Hi,
I'm having a problem while subsetting a vcf-file (from here: ftp://ftp-trace.ncbi.nih.gov/1000genomes/ftp/release/20130502/ ) using the "VCFtools" function vcf-subset.
I downloaded the file for chromosome 11 from the link above and wanted to extract 11 samples using:
vcf-subset -c HG00096,HG00097,HG00099,HG00100,HG00101,HG00102,HG00103,HG00105,HG00106,HG00107,HG00108 -e chr11.vcf.gz > chr11_subset.vcf
I've used the exact same command on many other chromosomes before, from 22-12 it worked perfectly fine. I extracted also the same samples.

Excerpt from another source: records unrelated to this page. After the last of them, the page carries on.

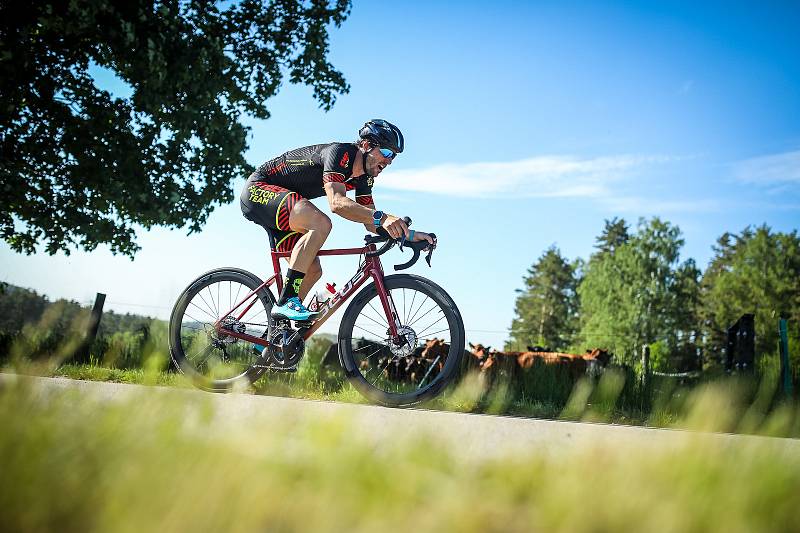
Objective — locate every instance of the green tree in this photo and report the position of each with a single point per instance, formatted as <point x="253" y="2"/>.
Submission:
<point x="757" y="271"/>
<point x="546" y="309"/>
<point x="638" y="293"/>
<point x="81" y="166"/>
<point x="615" y="234"/>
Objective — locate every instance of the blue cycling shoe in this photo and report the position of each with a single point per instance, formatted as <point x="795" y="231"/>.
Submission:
<point x="293" y="309"/>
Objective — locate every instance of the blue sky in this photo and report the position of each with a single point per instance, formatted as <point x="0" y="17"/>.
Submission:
<point x="527" y="124"/>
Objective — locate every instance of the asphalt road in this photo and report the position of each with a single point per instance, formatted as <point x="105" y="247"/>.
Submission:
<point x="469" y="435"/>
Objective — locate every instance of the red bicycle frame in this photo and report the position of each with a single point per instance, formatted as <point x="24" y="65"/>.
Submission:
<point x="370" y="267"/>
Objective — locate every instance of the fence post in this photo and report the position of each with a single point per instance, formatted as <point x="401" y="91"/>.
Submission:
<point x="92" y="327"/>
<point x="646" y="365"/>
<point x="730" y="346"/>
<point x="746" y="344"/>
<point x="786" y="375"/>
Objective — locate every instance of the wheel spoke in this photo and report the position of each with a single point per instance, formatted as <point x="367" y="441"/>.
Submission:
<point x="418" y="309"/>
<point x="214" y="319"/>
<point x="385" y="323"/>
<point x="423" y="316"/>
<point x="209" y="307"/>
<point x="419" y="334"/>
<point x="367" y="331"/>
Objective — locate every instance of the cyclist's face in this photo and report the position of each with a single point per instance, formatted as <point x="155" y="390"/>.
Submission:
<point x="376" y="162"/>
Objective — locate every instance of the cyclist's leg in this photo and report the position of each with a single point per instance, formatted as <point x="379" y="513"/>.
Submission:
<point x="312" y="276"/>
<point x="315" y="227"/>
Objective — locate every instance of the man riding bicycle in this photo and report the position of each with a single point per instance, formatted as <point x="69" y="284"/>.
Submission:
<point x="276" y="196"/>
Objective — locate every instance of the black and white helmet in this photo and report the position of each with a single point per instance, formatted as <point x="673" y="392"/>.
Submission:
<point x="384" y="134"/>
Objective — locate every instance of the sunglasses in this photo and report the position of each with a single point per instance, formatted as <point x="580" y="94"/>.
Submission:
<point x="388" y="154"/>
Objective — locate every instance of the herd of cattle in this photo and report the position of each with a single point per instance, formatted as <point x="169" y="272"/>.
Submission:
<point x="429" y="359"/>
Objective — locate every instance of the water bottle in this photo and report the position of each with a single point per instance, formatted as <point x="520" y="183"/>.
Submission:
<point x="321" y="297"/>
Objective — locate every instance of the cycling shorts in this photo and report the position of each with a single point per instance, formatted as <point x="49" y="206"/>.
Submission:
<point x="269" y="206"/>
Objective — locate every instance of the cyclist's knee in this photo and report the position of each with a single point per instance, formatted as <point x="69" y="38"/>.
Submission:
<point x="321" y="225"/>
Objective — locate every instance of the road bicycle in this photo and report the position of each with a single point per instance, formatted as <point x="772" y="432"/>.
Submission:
<point x="400" y="341"/>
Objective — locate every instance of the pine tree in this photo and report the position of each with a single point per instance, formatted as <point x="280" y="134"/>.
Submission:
<point x="546" y="308"/>
<point x="757" y="271"/>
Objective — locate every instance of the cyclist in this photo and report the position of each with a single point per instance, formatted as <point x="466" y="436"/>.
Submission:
<point x="276" y="196"/>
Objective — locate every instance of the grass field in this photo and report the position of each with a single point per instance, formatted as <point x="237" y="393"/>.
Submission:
<point x="69" y="463"/>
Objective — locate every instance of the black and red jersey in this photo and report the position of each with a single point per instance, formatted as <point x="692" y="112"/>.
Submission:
<point x="306" y="170"/>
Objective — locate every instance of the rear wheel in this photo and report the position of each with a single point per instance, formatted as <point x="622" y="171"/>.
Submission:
<point x="213" y="360"/>
<point x="417" y="365"/>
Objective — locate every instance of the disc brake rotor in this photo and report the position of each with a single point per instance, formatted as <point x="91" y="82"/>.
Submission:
<point x="406" y="348"/>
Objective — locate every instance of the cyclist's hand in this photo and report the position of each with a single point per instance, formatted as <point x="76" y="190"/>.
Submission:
<point x="396" y="227"/>
<point x="422" y="236"/>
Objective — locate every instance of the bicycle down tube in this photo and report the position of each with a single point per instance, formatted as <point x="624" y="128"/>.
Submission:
<point x="370" y="268"/>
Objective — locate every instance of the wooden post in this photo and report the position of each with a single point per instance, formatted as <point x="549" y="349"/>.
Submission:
<point x="91" y="329"/>
<point x="786" y="374"/>
<point x="746" y="344"/>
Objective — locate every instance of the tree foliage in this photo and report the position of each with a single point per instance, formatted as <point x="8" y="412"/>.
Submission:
<point x="637" y="292"/>
<point x="757" y="271"/>
<point x="82" y="167"/>
<point x="546" y="309"/>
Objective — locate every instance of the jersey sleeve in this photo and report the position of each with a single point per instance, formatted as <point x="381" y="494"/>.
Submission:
<point x="364" y="191"/>
<point x="337" y="162"/>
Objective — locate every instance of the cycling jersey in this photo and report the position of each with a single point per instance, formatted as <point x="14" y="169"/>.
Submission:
<point x="306" y="170"/>
<point x="272" y="191"/>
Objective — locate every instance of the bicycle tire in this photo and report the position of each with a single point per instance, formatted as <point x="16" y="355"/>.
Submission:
<point x="178" y="337"/>
<point x="353" y="367"/>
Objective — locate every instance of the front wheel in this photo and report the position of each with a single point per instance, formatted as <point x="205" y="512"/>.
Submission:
<point x="421" y="361"/>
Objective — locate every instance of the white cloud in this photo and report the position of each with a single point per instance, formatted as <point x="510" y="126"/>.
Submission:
<point x="641" y="205"/>
<point x="538" y="177"/>
<point x="773" y="169"/>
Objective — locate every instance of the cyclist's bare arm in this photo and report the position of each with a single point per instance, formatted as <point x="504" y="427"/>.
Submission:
<point x="352" y="210"/>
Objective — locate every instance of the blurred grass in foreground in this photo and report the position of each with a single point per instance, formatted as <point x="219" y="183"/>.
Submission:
<point x="164" y="463"/>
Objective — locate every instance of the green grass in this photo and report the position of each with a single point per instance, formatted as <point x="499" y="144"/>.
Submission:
<point x="541" y="392"/>
<point x="73" y="464"/>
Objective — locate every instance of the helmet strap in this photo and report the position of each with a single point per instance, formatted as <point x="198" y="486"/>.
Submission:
<point x="364" y="160"/>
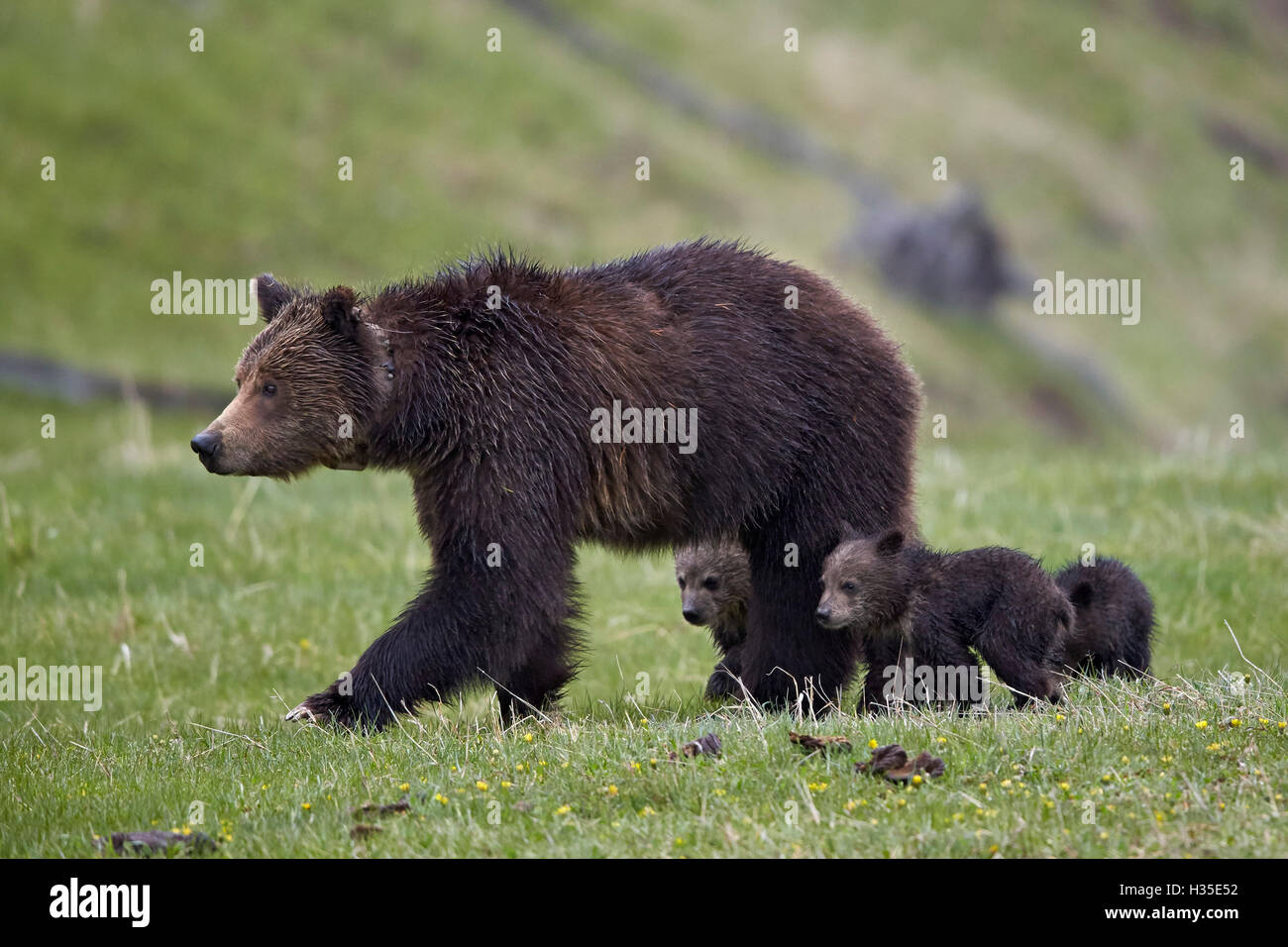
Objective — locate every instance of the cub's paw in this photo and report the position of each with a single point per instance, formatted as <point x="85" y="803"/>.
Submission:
<point x="327" y="706"/>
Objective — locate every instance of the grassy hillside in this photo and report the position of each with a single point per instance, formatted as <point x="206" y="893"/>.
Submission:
<point x="200" y="664"/>
<point x="224" y="162"/>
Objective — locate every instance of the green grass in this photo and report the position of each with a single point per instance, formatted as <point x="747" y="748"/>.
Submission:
<point x="297" y="579"/>
<point x="223" y="163"/>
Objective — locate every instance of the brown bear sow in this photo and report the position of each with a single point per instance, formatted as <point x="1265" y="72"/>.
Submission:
<point x="923" y="611"/>
<point x="688" y="393"/>
<point x="1115" y="618"/>
<point x="715" y="583"/>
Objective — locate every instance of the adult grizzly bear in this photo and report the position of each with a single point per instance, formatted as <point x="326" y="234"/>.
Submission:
<point x="489" y="385"/>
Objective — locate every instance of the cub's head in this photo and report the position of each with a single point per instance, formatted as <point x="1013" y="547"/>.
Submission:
<point x="715" y="581"/>
<point x="307" y="389"/>
<point x="864" y="581"/>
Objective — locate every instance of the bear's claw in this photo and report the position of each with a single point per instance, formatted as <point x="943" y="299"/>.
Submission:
<point x="304" y="712"/>
<point x="321" y="709"/>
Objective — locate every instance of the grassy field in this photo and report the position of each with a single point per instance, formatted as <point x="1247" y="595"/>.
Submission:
<point x="201" y="663"/>
<point x="223" y="163"/>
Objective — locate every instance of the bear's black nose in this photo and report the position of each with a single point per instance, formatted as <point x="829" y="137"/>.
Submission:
<point x="206" y="446"/>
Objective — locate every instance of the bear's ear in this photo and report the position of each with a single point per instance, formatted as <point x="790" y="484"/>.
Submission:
<point x="890" y="543"/>
<point x="340" y="311"/>
<point x="271" y="295"/>
<point x="1081" y="594"/>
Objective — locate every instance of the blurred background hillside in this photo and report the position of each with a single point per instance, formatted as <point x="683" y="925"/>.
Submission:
<point x="1111" y="163"/>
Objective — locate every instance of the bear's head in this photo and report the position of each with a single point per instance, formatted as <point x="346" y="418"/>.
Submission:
<point x="715" y="582"/>
<point x="864" y="581"/>
<point x="308" y="388"/>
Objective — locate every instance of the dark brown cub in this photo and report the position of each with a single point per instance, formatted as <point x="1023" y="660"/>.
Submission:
<point x="922" y="612"/>
<point x="1115" y="618"/>
<point x="715" y="583"/>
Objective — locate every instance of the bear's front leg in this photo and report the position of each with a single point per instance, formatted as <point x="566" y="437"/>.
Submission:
<point x="432" y="651"/>
<point x="725" y="681"/>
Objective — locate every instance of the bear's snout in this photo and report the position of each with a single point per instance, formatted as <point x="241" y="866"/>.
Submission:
<point x="206" y="446"/>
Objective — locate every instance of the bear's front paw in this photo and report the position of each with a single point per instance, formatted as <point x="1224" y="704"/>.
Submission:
<point x="722" y="684"/>
<point x="327" y="706"/>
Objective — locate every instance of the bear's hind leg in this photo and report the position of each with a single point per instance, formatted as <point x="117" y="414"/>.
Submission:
<point x="539" y="684"/>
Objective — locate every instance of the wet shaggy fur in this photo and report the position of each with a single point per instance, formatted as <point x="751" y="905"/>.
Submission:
<point x="806" y="418"/>
<point x="1115" y="618"/>
<point x="715" y="583"/>
<point x="912" y="602"/>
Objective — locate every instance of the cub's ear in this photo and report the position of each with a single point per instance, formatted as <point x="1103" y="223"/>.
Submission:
<point x="1081" y="594"/>
<point x="271" y="295"/>
<point x="890" y="543"/>
<point x="340" y="311"/>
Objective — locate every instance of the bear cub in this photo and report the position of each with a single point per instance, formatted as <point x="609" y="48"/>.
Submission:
<point x="925" y="609"/>
<point x="1115" y="618"/>
<point x="715" y="583"/>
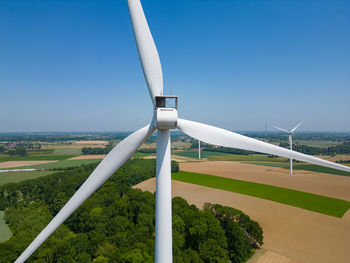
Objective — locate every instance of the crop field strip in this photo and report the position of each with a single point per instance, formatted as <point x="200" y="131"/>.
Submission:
<point x="194" y="154"/>
<point x="15" y="177"/>
<point x="304" y="166"/>
<point x="317" y="203"/>
<point x="60" y="164"/>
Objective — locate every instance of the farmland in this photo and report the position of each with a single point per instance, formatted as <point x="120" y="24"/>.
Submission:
<point x="317" y="203"/>
<point x="14" y="177"/>
<point x="5" y="232"/>
<point x="304" y="166"/>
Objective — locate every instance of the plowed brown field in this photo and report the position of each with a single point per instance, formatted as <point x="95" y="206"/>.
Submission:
<point x="293" y="234"/>
<point x="317" y="183"/>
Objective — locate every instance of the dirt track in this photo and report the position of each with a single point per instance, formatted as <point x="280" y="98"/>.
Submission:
<point x="10" y="164"/>
<point x="323" y="184"/>
<point x="300" y="235"/>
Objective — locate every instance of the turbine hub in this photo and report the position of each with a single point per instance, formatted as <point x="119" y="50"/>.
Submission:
<point x="166" y="112"/>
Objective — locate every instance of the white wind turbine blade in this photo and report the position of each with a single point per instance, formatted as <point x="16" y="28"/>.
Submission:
<point x="147" y="49"/>
<point x="116" y="158"/>
<point x="296" y="127"/>
<point x="221" y="137"/>
<point x="278" y="128"/>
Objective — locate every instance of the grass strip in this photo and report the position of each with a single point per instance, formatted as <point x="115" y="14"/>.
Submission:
<point x="304" y="166"/>
<point x="5" y="232"/>
<point x="15" y="177"/>
<point x="194" y="154"/>
<point x="36" y="158"/>
<point x="317" y="203"/>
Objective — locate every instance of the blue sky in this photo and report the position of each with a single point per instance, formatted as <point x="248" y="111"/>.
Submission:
<point x="73" y="65"/>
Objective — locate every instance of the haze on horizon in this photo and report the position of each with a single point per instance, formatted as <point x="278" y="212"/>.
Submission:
<point x="73" y="66"/>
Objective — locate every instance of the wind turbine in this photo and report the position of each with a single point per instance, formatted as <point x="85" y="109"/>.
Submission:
<point x="164" y="119"/>
<point x="199" y="149"/>
<point x="290" y="135"/>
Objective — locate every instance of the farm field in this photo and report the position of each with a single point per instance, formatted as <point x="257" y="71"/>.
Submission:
<point x="296" y="234"/>
<point x="306" y="181"/>
<point x="35" y="158"/>
<point x="15" y="177"/>
<point x="317" y="143"/>
<point x="317" y="203"/>
<point x="304" y="166"/>
<point x="194" y="154"/>
<point x="61" y="164"/>
<point x="5" y="232"/>
<point x="15" y="164"/>
<point x="248" y="158"/>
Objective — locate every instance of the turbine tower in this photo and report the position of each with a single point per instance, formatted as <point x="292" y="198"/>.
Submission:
<point x="199" y="149"/>
<point x="165" y="117"/>
<point x="290" y="135"/>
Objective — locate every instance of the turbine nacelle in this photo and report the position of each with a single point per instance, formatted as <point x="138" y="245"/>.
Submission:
<point x="166" y="112"/>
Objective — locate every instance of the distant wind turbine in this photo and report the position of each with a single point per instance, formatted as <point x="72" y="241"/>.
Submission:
<point x="290" y="135"/>
<point x="164" y="118"/>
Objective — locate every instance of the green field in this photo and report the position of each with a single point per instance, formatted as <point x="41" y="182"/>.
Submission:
<point x="60" y="164"/>
<point x="304" y="166"/>
<point x="317" y="203"/>
<point x="317" y="143"/>
<point x="194" y="154"/>
<point x="5" y="232"/>
<point x="35" y="158"/>
<point x="248" y="158"/>
<point x="15" y="177"/>
<point x="67" y="151"/>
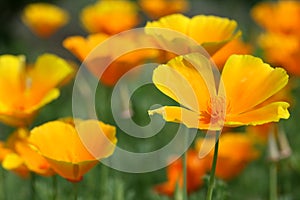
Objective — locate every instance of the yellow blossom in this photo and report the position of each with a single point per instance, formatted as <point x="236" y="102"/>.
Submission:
<point x="44" y="19"/>
<point x="24" y="90"/>
<point x="109" y="16"/>
<point x="159" y="8"/>
<point x="246" y="81"/>
<point x="71" y="151"/>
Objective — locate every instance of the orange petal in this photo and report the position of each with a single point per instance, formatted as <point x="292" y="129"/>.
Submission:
<point x="248" y="82"/>
<point x="212" y="32"/>
<point x="190" y="83"/>
<point x="272" y="112"/>
<point x="72" y="171"/>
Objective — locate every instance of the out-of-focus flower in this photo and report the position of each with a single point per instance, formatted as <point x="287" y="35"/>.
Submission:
<point x="106" y="64"/>
<point x="24" y="90"/>
<point x="20" y="158"/>
<point x="44" y="19"/>
<point x="241" y="75"/>
<point x="282" y="50"/>
<point x="278" y="17"/>
<point x="235" y="46"/>
<point x="159" y="8"/>
<point x="211" y="32"/>
<point x="196" y="169"/>
<point x="65" y="147"/>
<point x="236" y="150"/>
<point x="110" y="16"/>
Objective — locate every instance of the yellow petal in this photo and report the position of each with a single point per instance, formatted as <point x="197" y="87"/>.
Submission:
<point x="12" y="161"/>
<point x="49" y="71"/>
<point x="68" y="150"/>
<point x="178" y="115"/>
<point x="212" y="32"/>
<point x="185" y="82"/>
<point x="44" y="19"/>
<point x="71" y="171"/>
<point x="97" y="137"/>
<point x="12" y="78"/>
<point x="270" y="113"/>
<point x="177" y="22"/>
<point x="248" y="82"/>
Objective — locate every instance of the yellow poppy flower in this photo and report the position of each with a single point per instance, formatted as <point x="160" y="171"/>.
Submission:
<point x="81" y="47"/>
<point x="76" y="150"/>
<point x="159" y="8"/>
<point x="211" y="32"/>
<point x="278" y="17"/>
<point x="20" y="158"/>
<point x="247" y="83"/>
<point x="235" y="46"/>
<point x="109" y="16"/>
<point x="23" y="90"/>
<point x="44" y="19"/>
<point x="236" y="150"/>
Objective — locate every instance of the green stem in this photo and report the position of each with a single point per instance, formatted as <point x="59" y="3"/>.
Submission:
<point x="273" y="181"/>
<point x="75" y="190"/>
<point x="213" y="169"/>
<point x="54" y="187"/>
<point x="4" y="195"/>
<point x="32" y="185"/>
<point x="184" y="189"/>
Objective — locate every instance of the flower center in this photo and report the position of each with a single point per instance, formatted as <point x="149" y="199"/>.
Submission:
<point x="215" y="112"/>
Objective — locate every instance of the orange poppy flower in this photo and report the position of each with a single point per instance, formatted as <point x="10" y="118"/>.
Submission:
<point x="23" y="90"/>
<point x="20" y="158"/>
<point x="69" y="157"/>
<point x="109" y="75"/>
<point x="159" y="8"/>
<point x="278" y="17"/>
<point x="196" y="169"/>
<point x="44" y="19"/>
<point x="236" y="150"/>
<point x="235" y="46"/>
<point x="211" y="32"/>
<point x="240" y="100"/>
<point x="109" y="16"/>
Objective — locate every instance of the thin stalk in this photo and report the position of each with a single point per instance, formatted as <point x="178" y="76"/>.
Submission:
<point x="184" y="163"/>
<point x="273" y="181"/>
<point x="75" y="190"/>
<point x="4" y="195"/>
<point x="54" y="187"/>
<point x="32" y="185"/>
<point x="211" y="183"/>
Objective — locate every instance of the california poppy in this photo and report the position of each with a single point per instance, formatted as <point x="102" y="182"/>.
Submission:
<point x="109" y="16"/>
<point x="44" y="19"/>
<point x="20" y="158"/>
<point x="281" y="17"/>
<point x="159" y="8"/>
<point x="25" y="89"/>
<point x="211" y="32"/>
<point x="107" y="63"/>
<point x="246" y="83"/>
<point x="77" y="148"/>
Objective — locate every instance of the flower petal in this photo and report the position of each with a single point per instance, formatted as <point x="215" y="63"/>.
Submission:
<point x="56" y="132"/>
<point x="270" y="113"/>
<point x="176" y="22"/>
<point x="212" y="32"/>
<point x="181" y="115"/>
<point x="186" y="79"/>
<point x="248" y="82"/>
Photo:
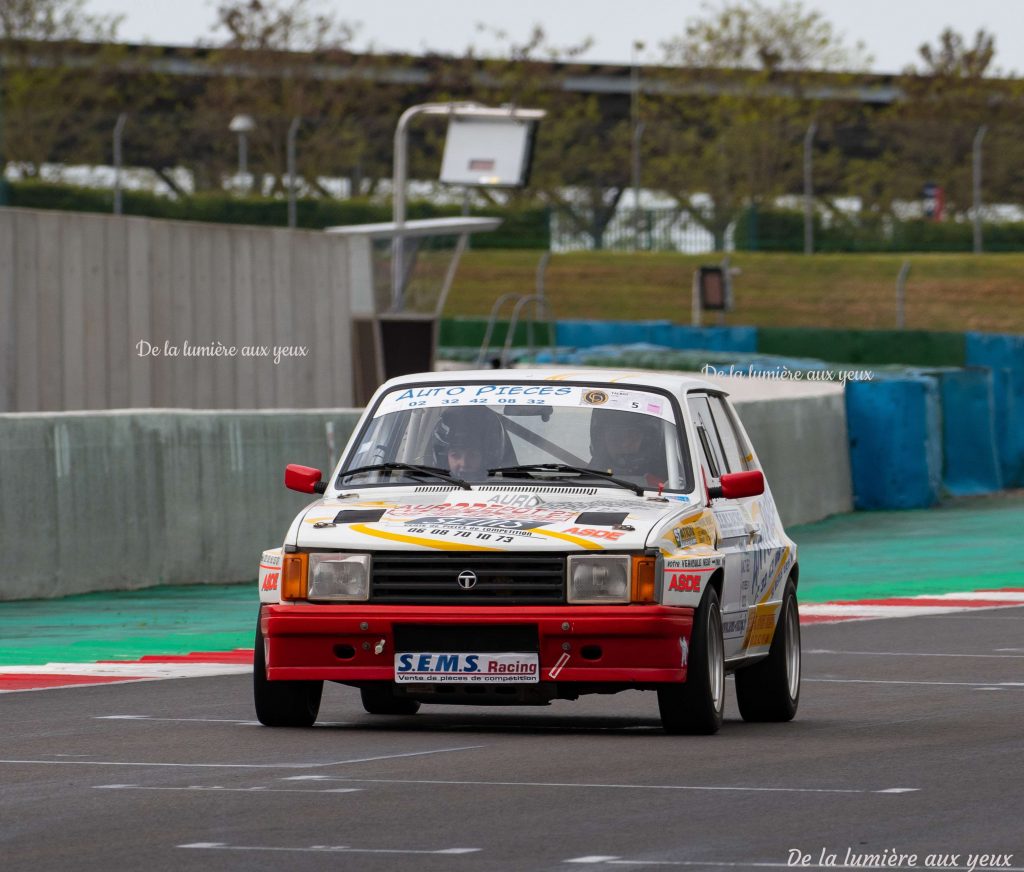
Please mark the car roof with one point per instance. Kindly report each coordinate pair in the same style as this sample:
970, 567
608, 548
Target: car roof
673, 382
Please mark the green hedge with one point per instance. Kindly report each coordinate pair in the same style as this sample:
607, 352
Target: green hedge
914, 348
521, 228
776, 230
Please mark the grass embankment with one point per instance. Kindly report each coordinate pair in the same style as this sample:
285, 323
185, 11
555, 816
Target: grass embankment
944, 292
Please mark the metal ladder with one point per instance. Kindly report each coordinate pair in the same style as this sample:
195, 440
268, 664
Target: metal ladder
540, 303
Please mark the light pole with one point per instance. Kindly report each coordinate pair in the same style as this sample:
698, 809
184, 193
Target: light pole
119, 129
293, 130
243, 125
638, 46
978, 137
809, 188
400, 172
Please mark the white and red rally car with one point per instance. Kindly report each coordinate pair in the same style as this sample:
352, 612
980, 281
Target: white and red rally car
518, 536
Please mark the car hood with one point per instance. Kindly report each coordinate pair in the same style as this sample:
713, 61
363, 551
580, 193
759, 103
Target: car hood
543, 518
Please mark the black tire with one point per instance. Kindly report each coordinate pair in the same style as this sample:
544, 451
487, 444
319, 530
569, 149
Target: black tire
378, 699
696, 706
769, 691
283, 703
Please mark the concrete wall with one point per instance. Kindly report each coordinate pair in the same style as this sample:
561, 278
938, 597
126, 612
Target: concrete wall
802, 444
79, 293
127, 499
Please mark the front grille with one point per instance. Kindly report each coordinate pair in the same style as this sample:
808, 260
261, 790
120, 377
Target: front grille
502, 579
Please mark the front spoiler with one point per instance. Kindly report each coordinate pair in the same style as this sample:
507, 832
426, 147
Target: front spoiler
635, 645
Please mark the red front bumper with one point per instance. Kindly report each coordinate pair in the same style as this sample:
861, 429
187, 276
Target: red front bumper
633, 644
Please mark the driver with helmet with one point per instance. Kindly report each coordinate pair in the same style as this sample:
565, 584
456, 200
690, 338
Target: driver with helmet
628, 443
470, 440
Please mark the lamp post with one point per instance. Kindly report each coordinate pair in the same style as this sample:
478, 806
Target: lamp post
243, 125
293, 130
637, 126
400, 172
978, 137
119, 129
809, 187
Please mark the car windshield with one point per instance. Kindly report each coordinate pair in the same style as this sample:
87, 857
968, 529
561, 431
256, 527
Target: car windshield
483, 433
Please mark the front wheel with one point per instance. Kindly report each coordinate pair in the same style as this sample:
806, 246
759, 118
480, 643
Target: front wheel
770, 689
696, 705
283, 703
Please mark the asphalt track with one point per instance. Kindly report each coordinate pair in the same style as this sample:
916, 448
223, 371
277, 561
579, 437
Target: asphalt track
908, 741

What I now get is an error with the message
Wrong number of fields in vcf_files/chr11.vcf.gz; expected 2513, got 1529. The offending line was:
[11 107608645 rs556912820 ATTTG A 100 PASS AC=9;AF=0.00179712;AN=5008;NS=2504;DP=20206;EAS_AF=0;AMR_AF=0;AFR_AF=0;EUR_AF=0;SAS_AF=0.0092;VT=INDEL (then follows a list of genotypes, here all 0|0 )
Does anybody know how to deal with this? I already googled the error but I couldn't find a related problem that was actually solved.
Thanks in advance for any advice!
Is this the last line of the chr11.vcf file? If so it might be because of corrupted file or that you ran out of space when you try to write it. It seems like you are missing an awful lot of fields e.g. ~1000
I'm not sure if it really is the last line (might be though), I couldn't open the un-splitted file yet due to it's enormous size; nonetheless I'm confused where I should run out of space - it worked fine before, and I'm doing nothing different... Yes, the error says like ~1000 fields are missing, I just don't know why/where, and how to cope with this..
If that happened, the only thing you can do is to re-run the script. A quick check of the file can be using ls -lh to see if the size of the file is correct.
Thanks for that tip with the size check - the size is indeed smaller than it should be according to the given download link, so I guess it's just a download error! Thank you again!